5. The States are not as well prepared, financially or otherwise, to handle the national forests as is the Federal Government. If the forests were owned by the States and handled in the real interests of the public, there would be substantially the same system of administration as today, at a greater aggregate cost for supervision by a considerable number of independent State staffs of technical men. The financial burden would be far too great for the individual States to assume. The result would be either poor administration and lack of protection, or a sacrifice of the public interests in order to secure revenue to meet the financial needs.
6. The successful application of forestry demands a stable administrative policy for long periods. This can be secured far better under National than under State control.
7. A much higher standard of constructive and technical efficiency is possible under National than under State administration. The value of the forests to the public depends directly on the skill with which scientific knowledge is applied to the task of developing their highest productiveness. Both in ability to carry on the research work required for practical ends and in ability to command professional services of the first order the Government possesses a striking advantage.

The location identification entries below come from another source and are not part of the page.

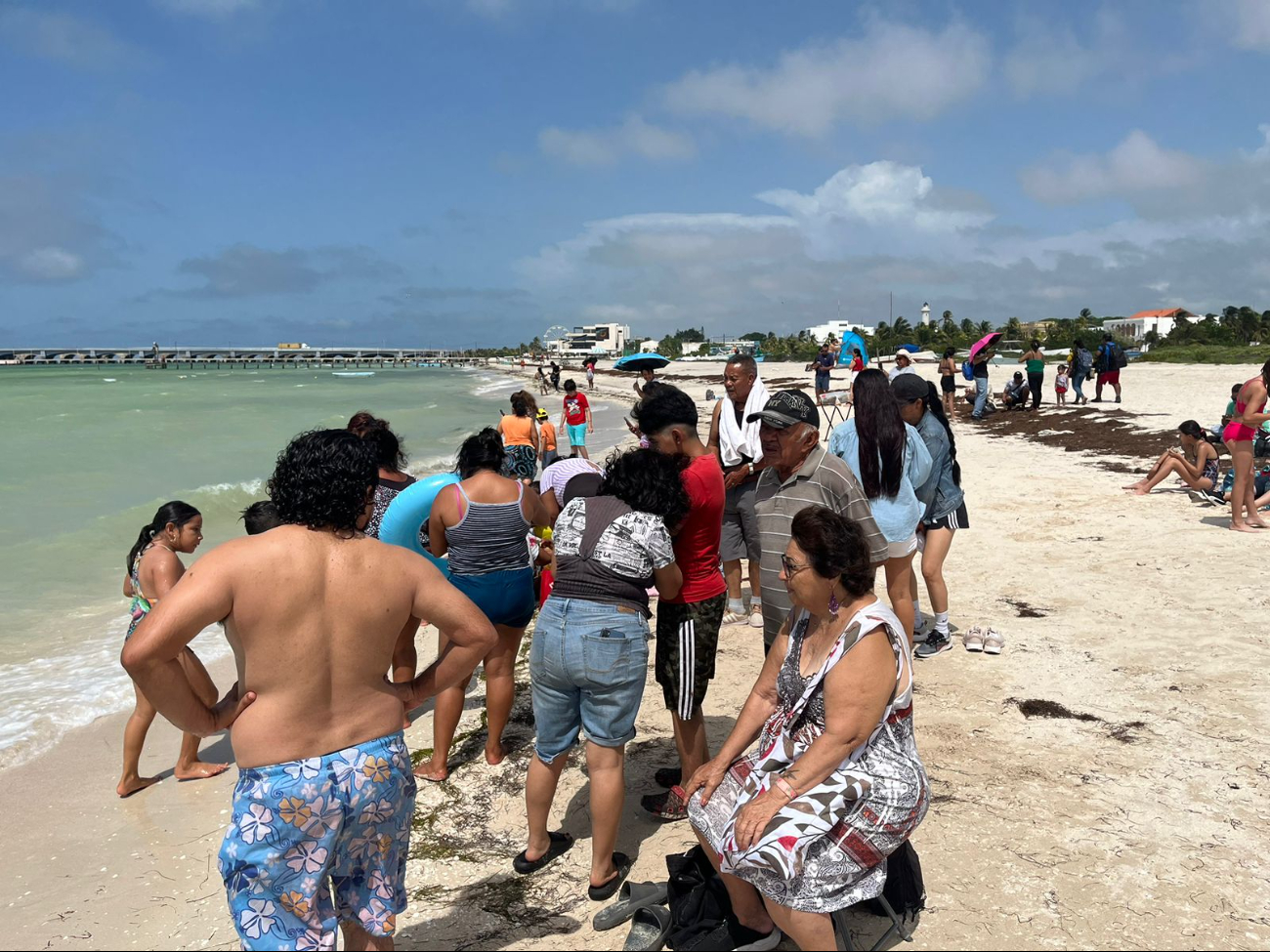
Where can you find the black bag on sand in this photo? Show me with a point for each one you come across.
(905, 889)
(698, 902)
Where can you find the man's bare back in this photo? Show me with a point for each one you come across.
(312, 617)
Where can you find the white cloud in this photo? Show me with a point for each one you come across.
(51, 265)
(879, 193)
(606, 146)
(1251, 23)
(64, 38)
(887, 228)
(1137, 164)
(892, 70)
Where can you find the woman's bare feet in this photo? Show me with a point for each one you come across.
(430, 770)
(198, 770)
(135, 785)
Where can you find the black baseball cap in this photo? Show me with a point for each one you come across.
(909, 388)
(786, 407)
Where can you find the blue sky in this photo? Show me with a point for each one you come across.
(473, 172)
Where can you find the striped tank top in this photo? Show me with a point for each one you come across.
(490, 537)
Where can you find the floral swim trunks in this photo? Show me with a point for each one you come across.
(309, 829)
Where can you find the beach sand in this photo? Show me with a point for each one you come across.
(1100, 785)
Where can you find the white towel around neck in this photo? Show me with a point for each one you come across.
(741, 439)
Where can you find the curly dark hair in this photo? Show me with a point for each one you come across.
(324, 480)
(836, 549)
(664, 406)
(481, 451)
(648, 482)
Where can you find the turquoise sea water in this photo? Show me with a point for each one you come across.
(90, 453)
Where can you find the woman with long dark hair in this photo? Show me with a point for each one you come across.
(1240, 433)
(483, 523)
(589, 656)
(1036, 360)
(152, 569)
(520, 433)
(948, 379)
(1197, 465)
(392, 458)
(890, 460)
(943, 499)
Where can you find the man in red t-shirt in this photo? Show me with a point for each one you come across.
(687, 625)
(575, 418)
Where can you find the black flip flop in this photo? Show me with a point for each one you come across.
(631, 897)
(598, 893)
(560, 845)
(649, 930)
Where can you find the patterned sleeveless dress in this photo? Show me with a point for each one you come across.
(826, 849)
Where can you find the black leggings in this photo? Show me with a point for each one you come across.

8. As largely undeveloped property the forests need heavy investments of capital for their improvement. Their full productiveness can be secured in no other way. The Government is now investing yearly in the forests a considerable part of the appropriation made for them. Even if the States did not seek to make them sources of immediate revenue at whatever sacrifice of their future possibilities, they would be reluctant to expend much for their development.
9. The States both lack the civil service system and standards of the National Government and are exposed to greater danger of being swayed by private interests. In the hands of spoilsmen demoralization would quickly succeed the present high standards of the Forest Service, while the intimate relation of the forests to the welfare of great numbers of individuals would tend to make their administrative control a highly coveted political prize. At the same time the value of their resources would certainly arouse a cupidity which would be exceedingly difficult to control. Scandalous maladministration might easily follow. The Federal Government is better watched farther removed from local influence, more stable, and better equipped with a non-political system and machinery.
The underlying purpose of the proposed transfer of the national forests to the States is really not to substitute State for Federal control, but rather to substitute individual for public control. Its most earnest advocates are the very interests which wish to secure such control. The object of the whole states rights movement as it affects the national forests is to transfer to private owners for speculative or monopolistic purposes public resources of enormous value. Retention of these resources under public ownership is needed to protect the people from abuses which are every day being demonstrated on lands over which the public has already lost control. The proposition is one which the people as a whole would repudiate in an instant if they understood what is proposed. The only danger lies in the fact that some legislation adverse to the national forest system may be passed when the public as a whole is ignorant that it is planned or does not understand the meaning. Vigilance in the defense of its interests and intelligence in the perception of the true character of masked attacks upon those interests are of fundamental necessity if the public is to protect itself.
FOOD SECTION
The Food Section of the National Conservation Congress met in the Palm Room of the Claypool Hotel on the afternoon of October 1st. Dr. H. W. Wiley, late Chief of the Bureau of Chemistry, as Chairman, discussed the cold storage industry and pointed out that cold storage is a great blessing to the country, in that goods are placed in cold storage that they may be more evenly distributed throughout the year. He showed that there is still room for the investigation of the principles of storage and improvement of the industry. The condition of food entering cold storage is most important.
Frank A. Horne, Chairman of the Commission of Legislation of the American Association of Refrigeration, said there has been a remarkable reversal of public opinion in the last three or four years regarding the place cold storage and refrigerating has occupied with regard to the high cost of living.